Whether Hasina can ride out the storm may depend on if Bangladesh’s military feels compelled to intervene. On Sunday, army chief General Waker-uz-Zaman said the armed forces “always stood by the people,” while his influential predecessor, General Ikbal Karim Bhuiyan, denounced “egregious killings” and called on Hasina to withdraw troops from the streets. While early reports blamed security forces including police and the feared Border Guard Force for deaths, multiple reports of more recent clashes suggest soldiers firing on Awami League-aligned militias in defense of protesters.
“For the military, an important factor is how India and the international community, including the U.N., will react,” says Riaz. “It would rather wait until it becomes the only option to the political forces and the public at large.”
The sheer scale of unrest means that, regardless of what happens next, Bangladesh faces an almighty reckoning.
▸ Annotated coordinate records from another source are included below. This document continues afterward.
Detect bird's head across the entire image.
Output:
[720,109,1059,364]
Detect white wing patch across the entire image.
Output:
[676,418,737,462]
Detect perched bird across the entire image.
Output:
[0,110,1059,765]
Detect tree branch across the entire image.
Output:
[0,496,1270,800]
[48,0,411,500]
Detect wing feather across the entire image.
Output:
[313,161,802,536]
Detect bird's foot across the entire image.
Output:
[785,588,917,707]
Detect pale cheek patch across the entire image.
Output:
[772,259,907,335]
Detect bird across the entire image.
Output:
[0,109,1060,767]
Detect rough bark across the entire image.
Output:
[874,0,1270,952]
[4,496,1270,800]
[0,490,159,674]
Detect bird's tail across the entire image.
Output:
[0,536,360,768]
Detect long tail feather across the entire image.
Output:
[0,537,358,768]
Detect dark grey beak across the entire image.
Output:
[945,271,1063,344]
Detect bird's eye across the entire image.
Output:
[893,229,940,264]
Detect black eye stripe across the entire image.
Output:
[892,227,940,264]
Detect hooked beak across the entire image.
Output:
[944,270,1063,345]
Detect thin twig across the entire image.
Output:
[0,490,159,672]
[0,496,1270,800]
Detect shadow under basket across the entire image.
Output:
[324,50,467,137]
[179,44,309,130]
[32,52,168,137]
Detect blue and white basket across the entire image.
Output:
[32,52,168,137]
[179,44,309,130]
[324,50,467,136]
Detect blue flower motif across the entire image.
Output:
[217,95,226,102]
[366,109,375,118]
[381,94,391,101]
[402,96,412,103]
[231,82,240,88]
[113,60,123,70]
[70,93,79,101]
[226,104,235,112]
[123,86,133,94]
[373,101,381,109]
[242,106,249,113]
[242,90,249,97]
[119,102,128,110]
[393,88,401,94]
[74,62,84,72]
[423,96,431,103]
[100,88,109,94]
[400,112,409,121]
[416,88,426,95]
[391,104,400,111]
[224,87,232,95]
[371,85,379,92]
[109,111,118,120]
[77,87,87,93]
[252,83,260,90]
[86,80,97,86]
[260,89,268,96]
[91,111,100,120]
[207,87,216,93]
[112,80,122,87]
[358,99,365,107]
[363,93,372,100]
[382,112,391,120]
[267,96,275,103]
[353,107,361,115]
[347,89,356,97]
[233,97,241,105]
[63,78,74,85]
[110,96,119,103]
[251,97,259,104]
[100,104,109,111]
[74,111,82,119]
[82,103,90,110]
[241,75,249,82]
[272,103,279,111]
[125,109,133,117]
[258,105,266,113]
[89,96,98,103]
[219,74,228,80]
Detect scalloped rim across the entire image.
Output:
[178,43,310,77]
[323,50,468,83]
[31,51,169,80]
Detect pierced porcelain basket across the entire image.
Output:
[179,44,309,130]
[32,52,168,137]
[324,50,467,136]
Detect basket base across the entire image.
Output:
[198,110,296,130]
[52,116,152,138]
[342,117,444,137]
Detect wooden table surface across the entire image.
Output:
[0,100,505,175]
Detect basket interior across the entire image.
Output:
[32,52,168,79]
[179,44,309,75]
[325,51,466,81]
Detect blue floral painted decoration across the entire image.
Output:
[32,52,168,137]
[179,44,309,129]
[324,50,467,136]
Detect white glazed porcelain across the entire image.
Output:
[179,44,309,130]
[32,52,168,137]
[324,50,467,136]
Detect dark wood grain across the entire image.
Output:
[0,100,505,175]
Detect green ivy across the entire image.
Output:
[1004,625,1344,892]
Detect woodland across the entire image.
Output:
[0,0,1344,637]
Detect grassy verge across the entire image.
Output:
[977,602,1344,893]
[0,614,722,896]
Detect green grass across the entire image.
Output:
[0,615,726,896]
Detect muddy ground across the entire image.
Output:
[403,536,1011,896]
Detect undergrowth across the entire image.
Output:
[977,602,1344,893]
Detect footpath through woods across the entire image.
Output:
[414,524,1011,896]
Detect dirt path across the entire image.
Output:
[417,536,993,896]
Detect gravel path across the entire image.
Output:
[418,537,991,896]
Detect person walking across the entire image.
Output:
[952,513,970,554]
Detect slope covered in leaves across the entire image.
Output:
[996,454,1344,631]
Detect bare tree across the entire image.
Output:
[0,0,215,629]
All 167 universities across the country have been shuttered indefinitely and faculty worry how anti-government protesters can once again mix harmoniously with their influential Chhatra League peers. But parallel schisms exist across society as the Awami League’s politicization of the police, courts, and practically every government institution have entrenched deep distrust of all organs of state. Even journalists for state-aligned media have been attacked by protesters enraged by the perceived bias of their reporting.
“Moving forward there needs to be a serious reconciliation process,” says Hasan. “Otherwise this country will fall into an abyss.”